After Zorba tells the narrator how he sacrificed everything to play the santuri, the narrator realizes Zorba embodies everything he himself lacks as an intellectual, namely a connection to the material world of sensory pleasures.
“‘No [...] I don’t believe in anything or anyone; only in Zorba. Not because Zorba is better than the others; not at all, not a little bit! He’s a brute like the rest! But I believe in Zorba because he’s the only being I have in my power, the only one I know. All the rest are ghosts. I see with these eyes, I hear with these ears, I digest with these guts. All the rest are ghosts, I tell you.’”
The narrator wants to have genuine interactions with the men he hires to work on the mine, but Zorba discourages him from growing too close to them. Zorba doesn’t believe in men, only in himself. This is why he later mentions that he fears old age and thus the breakdown of his body.

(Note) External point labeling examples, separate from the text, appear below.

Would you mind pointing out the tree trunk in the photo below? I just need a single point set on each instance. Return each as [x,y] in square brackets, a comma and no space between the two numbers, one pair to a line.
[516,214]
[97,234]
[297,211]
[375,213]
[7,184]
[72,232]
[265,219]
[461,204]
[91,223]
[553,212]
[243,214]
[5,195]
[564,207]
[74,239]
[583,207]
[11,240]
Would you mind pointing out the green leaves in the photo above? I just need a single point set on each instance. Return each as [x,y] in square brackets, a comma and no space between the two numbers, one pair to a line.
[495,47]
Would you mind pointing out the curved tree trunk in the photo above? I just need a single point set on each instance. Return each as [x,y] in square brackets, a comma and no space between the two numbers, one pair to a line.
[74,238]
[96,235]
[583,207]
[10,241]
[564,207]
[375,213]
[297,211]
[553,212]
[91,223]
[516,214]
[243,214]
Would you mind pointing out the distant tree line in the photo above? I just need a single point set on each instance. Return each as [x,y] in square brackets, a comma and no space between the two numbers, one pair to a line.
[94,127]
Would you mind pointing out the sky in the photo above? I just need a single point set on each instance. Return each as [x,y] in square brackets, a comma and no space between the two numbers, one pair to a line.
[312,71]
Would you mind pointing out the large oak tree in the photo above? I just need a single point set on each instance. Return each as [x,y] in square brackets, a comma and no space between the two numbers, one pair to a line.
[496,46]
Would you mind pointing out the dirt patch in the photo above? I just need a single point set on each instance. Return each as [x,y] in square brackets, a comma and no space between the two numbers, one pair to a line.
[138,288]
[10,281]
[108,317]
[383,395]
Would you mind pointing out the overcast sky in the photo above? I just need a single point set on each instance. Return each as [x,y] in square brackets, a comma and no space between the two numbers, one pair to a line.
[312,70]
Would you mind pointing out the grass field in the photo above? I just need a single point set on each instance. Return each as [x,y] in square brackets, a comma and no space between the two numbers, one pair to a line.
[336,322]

“I was fully aware of what would be destroyed. I did not know what would be built out of the ruins. No one can know that with any degree of certainty, I thought. The old world is tangible, solid, we live in it and are struggling with it every moment — it exists. The world of the future is not yet born, it is elusive, fluid, made of the light from which dreams are woven; it is a cloud buffeted by violent — love, hate, imagination, luck, God…”
Zorba challenges the narrator about teaching abstract ideas to the villagers. Zorba believes that in teaching them about equal rights and animal cruelty, the narrator would only be demolishing their worldview. He asks what the point of that would be, if something else would replace their old belief system, but the narrator cannot answer.